I finished reading
Captain Alatriste by
Arturo Pérez-Reverte last week, and am just now remembering I wanted to post a bit from the book that got me to laughing out loud while reading. Given the text I'll be transcribing is a few pages long, I'll put it all behind a cut.
The narrator is Íñigo, a boy who took to serving Alatriste after his father was killed in battle.
I stated earlier that don Francisco de Quevedo frequented the steps of San Felipe; and in many of his paseos he was accompanied by such friends as Licenciado Calzas, Juan Vicuña, or Captain Alatriste. His fondness for my master was based, among other factors, in practicality. The poet was always involved in quarrels rooted in jealousy and exchanging obscenities with various rivals-something very typical in that day, and in all epochs of this benighted country of ours, with its Cains, calumny, trickery, and envy, where words offended, even maimed, as surely as or more surely than the sword. Some, like Luis de Góngora and Juan Ruiz de Alarcón, were always belittling each other, and not merely for what they wrote.
Góngora, for example, said of Francisco de Quevedo:
Muse that babbles inanities
Can earn no ducats or hope to inspire;
His fingers know better to rob my purse
Than pluck at that unmelodious lyre.
And the next day it would be the other way around. Don Francisco would counterattack with his heaviest artillery:
This Góngora, who blasts a mighty fart,
This acme of vice and fanfaronade,
This asshole, in flesh and also in art,
Is a man even buggerers seek to evade
And along with these lines, he fired off other verses, as famous as they were ferocious, that flew from one end of the city to another, portraying Góngora as filthy in both body and lineage.
In person-and breeding-so far from clean,
In fact, so precisely the opposite,
That never, as far as I have heard,
Did a word leave his mouth that wasn't shit.
Such sweet sentiments. He also turned out cruel lines aimed at poor Ruiz de Alarcón, whose physical impediment-a hunchback-he loved to deride with pitiless wit.
Sacks of meal on back and chest.
Who's the one with those effects?
Alarconvex!
Such verses circulated anonymously, in theory; but everyone knew perfectly well who had composed them-and with the worst intentions in the world. Naturally, other poets did not hold back: sonnets and décimas flew back and forth. To sharpen his claws, don Francisco would read his aloud in the mentideros, attacking and counterattacking, his pen dipped in the most corrosive bile. And if he wasn't defiling Góngora or Alarcón, it might be anyone at all; for on those days when the poet woke up spewing vitriol, he fired randomly at anyone who moved.

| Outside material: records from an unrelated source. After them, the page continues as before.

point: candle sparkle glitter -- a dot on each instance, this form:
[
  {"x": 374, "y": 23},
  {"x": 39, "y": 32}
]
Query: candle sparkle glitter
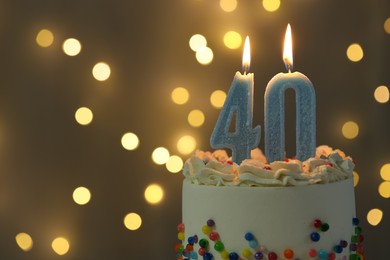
[
  {"x": 238, "y": 103},
  {"x": 274, "y": 128}
]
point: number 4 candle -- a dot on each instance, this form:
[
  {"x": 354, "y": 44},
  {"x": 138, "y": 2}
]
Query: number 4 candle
[
  {"x": 274, "y": 111},
  {"x": 239, "y": 102}
]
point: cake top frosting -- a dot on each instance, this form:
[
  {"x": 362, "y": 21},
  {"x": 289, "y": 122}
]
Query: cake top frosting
[{"x": 217, "y": 168}]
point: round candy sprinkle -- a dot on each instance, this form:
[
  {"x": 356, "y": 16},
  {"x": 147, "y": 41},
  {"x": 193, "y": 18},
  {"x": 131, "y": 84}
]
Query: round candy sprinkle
[
  {"x": 315, "y": 237},
  {"x": 272, "y": 256},
  {"x": 233, "y": 256},
  {"x": 324, "y": 227},
  {"x": 355, "y": 221},
  {"x": 322, "y": 254},
  {"x": 214, "y": 236},
  {"x": 312, "y": 252},
  {"x": 246, "y": 252},
  {"x": 317, "y": 223},
  {"x": 206, "y": 229},
  {"x": 253, "y": 244},
  {"x": 343, "y": 243},
  {"x": 249, "y": 236},
  {"x": 204, "y": 243},
  {"x": 219, "y": 246},
  {"x": 288, "y": 253},
  {"x": 210, "y": 223},
  {"x": 258, "y": 255},
  {"x": 338, "y": 249},
  {"x": 180, "y": 227}
]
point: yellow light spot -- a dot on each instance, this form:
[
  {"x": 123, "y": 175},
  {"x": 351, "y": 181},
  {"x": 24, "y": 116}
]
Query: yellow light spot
[
  {"x": 24, "y": 241},
  {"x": 60, "y": 245},
  {"x": 84, "y": 116},
  {"x": 196, "y": 118},
  {"x": 101, "y": 71},
  {"x": 180, "y": 95},
  {"x": 381, "y": 94},
  {"x": 217, "y": 98},
  {"x": 204, "y": 55},
  {"x": 374, "y": 216},
  {"x": 385, "y": 172},
  {"x": 186, "y": 144},
  {"x": 160, "y": 155},
  {"x": 44, "y": 38},
  {"x": 355, "y": 179},
  {"x": 355, "y": 52},
  {"x": 350, "y": 130},
  {"x": 81, "y": 195},
  {"x": 228, "y": 5},
  {"x": 130, "y": 141},
  {"x": 197, "y": 41},
  {"x": 154, "y": 194},
  {"x": 232, "y": 40},
  {"x": 387, "y": 25},
  {"x": 132, "y": 221},
  {"x": 174, "y": 164},
  {"x": 271, "y": 5},
  {"x": 384, "y": 189},
  {"x": 71, "y": 47}
]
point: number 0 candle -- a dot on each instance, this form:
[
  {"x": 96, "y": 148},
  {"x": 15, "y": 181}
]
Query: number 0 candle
[
  {"x": 274, "y": 110},
  {"x": 238, "y": 103}
]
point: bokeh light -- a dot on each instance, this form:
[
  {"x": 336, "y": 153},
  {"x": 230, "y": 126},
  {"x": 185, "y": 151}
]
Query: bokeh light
[
  {"x": 387, "y": 25},
  {"x": 217, "y": 98},
  {"x": 24, "y": 241},
  {"x": 355, "y": 52},
  {"x": 60, "y": 245},
  {"x": 130, "y": 141},
  {"x": 381, "y": 94},
  {"x": 71, "y": 47},
  {"x": 44, "y": 38},
  {"x": 350, "y": 130},
  {"x": 374, "y": 216},
  {"x": 174, "y": 164},
  {"x": 196, "y": 118},
  {"x": 204, "y": 55},
  {"x": 101, "y": 71},
  {"x": 271, "y": 5},
  {"x": 154, "y": 194},
  {"x": 160, "y": 155},
  {"x": 83, "y": 116},
  {"x": 197, "y": 41},
  {"x": 81, "y": 195},
  {"x": 132, "y": 221},
  {"x": 180, "y": 95},
  {"x": 355, "y": 179},
  {"x": 385, "y": 172},
  {"x": 384, "y": 189},
  {"x": 228, "y": 5},
  {"x": 186, "y": 144},
  {"x": 232, "y": 40}
]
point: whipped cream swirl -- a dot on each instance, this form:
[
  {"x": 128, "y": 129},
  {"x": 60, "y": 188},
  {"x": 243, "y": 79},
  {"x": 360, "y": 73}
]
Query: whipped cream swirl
[{"x": 217, "y": 169}]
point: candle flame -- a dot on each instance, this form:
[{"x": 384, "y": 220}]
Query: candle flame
[
  {"x": 246, "y": 57},
  {"x": 287, "y": 52}
]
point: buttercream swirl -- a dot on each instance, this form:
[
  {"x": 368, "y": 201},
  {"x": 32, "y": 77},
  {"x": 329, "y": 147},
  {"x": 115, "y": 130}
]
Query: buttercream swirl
[{"x": 206, "y": 168}]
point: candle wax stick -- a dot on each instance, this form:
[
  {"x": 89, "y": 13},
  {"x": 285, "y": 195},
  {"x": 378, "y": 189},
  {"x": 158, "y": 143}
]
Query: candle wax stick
[
  {"x": 274, "y": 116},
  {"x": 239, "y": 101}
]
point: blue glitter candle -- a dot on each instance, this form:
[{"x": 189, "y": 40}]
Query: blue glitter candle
[
  {"x": 238, "y": 103},
  {"x": 274, "y": 111}
]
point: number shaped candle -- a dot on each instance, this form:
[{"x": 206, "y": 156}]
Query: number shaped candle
[
  {"x": 239, "y": 102},
  {"x": 274, "y": 111}
]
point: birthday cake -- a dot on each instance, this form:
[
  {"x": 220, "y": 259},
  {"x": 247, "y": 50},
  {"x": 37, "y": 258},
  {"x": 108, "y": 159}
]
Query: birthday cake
[{"x": 283, "y": 210}]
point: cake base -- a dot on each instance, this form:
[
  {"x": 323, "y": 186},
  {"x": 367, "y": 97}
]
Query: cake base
[{"x": 280, "y": 219}]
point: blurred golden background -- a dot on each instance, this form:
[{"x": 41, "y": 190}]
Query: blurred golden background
[{"x": 102, "y": 101}]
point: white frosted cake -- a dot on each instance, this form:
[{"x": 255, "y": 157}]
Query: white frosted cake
[{"x": 284, "y": 210}]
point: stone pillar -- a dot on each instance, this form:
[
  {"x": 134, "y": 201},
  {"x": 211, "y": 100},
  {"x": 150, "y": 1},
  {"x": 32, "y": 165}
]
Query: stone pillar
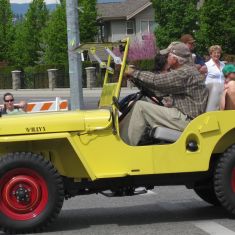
[
  {"x": 16, "y": 81},
  {"x": 52, "y": 73},
  {"x": 90, "y": 77}
]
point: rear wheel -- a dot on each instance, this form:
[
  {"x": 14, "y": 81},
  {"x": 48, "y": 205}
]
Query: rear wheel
[
  {"x": 224, "y": 180},
  {"x": 31, "y": 192}
]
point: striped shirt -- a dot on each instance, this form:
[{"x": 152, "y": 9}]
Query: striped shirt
[{"x": 185, "y": 85}]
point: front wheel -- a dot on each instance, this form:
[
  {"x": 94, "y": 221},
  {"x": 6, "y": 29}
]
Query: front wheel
[
  {"x": 224, "y": 180},
  {"x": 31, "y": 193}
]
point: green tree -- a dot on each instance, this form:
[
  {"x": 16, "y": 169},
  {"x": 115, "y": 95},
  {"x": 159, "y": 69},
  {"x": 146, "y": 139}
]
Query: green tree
[
  {"x": 6, "y": 30},
  {"x": 29, "y": 35},
  {"x": 55, "y": 37},
  {"x": 87, "y": 20},
  {"x": 174, "y": 18},
  {"x": 217, "y": 25}
]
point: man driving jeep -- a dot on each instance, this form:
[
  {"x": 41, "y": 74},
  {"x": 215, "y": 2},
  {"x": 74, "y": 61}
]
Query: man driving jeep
[{"x": 186, "y": 87}]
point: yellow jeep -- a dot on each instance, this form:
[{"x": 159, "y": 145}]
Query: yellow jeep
[{"x": 48, "y": 157}]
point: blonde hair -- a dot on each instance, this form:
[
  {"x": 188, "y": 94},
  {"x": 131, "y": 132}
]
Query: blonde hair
[{"x": 215, "y": 48}]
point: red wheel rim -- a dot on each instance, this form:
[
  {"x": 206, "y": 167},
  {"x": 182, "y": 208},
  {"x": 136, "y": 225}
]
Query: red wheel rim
[
  {"x": 24, "y": 194},
  {"x": 233, "y": 180}
]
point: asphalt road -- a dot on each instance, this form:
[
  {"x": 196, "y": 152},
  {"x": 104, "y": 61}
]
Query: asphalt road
[{"x": 164, "y": 211}]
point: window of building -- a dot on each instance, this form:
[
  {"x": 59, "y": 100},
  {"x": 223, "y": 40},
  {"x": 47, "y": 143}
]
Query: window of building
[
  {"x": 130, "y": 27},
  {"x": 147, "y": 26}
]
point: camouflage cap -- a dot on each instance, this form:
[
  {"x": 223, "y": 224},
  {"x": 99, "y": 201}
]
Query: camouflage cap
[{"x": 167, "y": 50}]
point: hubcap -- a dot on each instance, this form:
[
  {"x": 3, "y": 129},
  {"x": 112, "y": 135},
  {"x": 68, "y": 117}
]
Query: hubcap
[{"x": 24, "y": 194}]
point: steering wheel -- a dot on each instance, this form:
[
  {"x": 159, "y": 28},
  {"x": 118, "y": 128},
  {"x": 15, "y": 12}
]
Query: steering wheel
[{"x": 128, "y": 102}]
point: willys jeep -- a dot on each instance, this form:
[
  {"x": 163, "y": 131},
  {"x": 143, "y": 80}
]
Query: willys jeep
[{"x": 48, "y": 157}]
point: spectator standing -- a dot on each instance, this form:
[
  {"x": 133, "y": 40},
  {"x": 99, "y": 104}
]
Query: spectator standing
[
  {"x": 228, "y": 96},
  {"x": 214, "y": 66},
  {"x": 190, "y": 42}
]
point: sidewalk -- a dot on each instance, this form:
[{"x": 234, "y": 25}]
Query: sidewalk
[{"x": 59, "y": 92}]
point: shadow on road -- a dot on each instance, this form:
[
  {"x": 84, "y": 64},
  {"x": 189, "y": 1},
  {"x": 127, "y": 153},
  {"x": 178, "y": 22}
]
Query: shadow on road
[{"x": 135, "y": 215}]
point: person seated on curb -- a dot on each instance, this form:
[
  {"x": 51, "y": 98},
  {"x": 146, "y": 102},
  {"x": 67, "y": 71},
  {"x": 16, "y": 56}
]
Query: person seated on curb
[
  {"x": 187, "y": 89},
  {"x": 9, "y": 106},
  {"x": 228, "y": 97}
]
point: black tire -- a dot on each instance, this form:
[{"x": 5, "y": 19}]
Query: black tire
[
  {"x": 31, "y": 192},
  {"x": 224, "y": 180},
  {"x": 208, "y": 195}
]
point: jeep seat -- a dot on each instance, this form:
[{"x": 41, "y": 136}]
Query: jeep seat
[{"x": 171, "y": 135}]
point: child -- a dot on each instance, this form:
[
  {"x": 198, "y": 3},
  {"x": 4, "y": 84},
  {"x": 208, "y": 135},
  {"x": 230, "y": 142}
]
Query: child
[{"x": 228, "y": 97}]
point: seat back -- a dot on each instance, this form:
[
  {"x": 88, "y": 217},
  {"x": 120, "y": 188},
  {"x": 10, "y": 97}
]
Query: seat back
[{"x": 215, "y": 92}]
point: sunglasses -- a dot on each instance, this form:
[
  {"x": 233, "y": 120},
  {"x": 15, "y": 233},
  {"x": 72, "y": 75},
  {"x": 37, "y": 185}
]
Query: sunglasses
[{"x": 7, "y": 101}]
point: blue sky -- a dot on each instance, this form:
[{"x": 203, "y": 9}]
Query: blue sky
[{"x": 54, "y": 1}]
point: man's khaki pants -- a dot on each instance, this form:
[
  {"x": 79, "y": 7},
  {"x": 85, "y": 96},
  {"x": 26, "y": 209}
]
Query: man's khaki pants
[{"x": 146, "y": 114}]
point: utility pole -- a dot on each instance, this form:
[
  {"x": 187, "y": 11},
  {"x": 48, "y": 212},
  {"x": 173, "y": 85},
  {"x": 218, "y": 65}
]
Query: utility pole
[{"x": 75, "y": 68}]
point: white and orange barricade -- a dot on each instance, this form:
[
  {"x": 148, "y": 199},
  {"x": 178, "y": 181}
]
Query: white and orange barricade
[{"x": 47, "y": 106}]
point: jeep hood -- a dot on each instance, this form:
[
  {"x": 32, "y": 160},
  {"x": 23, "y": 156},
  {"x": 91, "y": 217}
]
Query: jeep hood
[{"x": 67, "y": 121}]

In regard to those horns you are forced to wear,
Don Whoever You Be, who put them there?
Your unfaithful wife, and if they are trimmed
She will help you grow them all over again!
Lines of that nature. So many that even though Quevedo was courageous, and skillful with the sword, having a man like Diego Alatriste beside him when he strolled among prospective adversaries was comforting for him. And it happened one morning when don Francisco was out with Captain Alatriste, Señor Whoever You Be of the sonnet-or someone who saw himself so portrayed, because in God's Madrid the cuckolded walked in double lines-escorted by a friend, came up to seek an explanation on the steps of San Felipe. The matter was resolved at nightfall with a taste of steel behind the wall of Los Recoletos, so thoroughly that both the presumed betrayed husband, as well as the friend-once their respective chest wounds had healed-turned to prose and never looked at a sonnet for the rest of their lives.
Fans of either or both Arturo Pérez-Reverte and Viggo Mortenson will be pleased to know that a tale of Captain Alatriste is taking the form of a motion picture even as I type this. Alatriste [
IMDb /
Official Site (en Español) /
brego.net] is filming in Spain, a Spanish production and Spanish language. I'm hopeful Alatriste will not take so long to cross the Atlantic as the book (part of a five book series) on which it's partly based.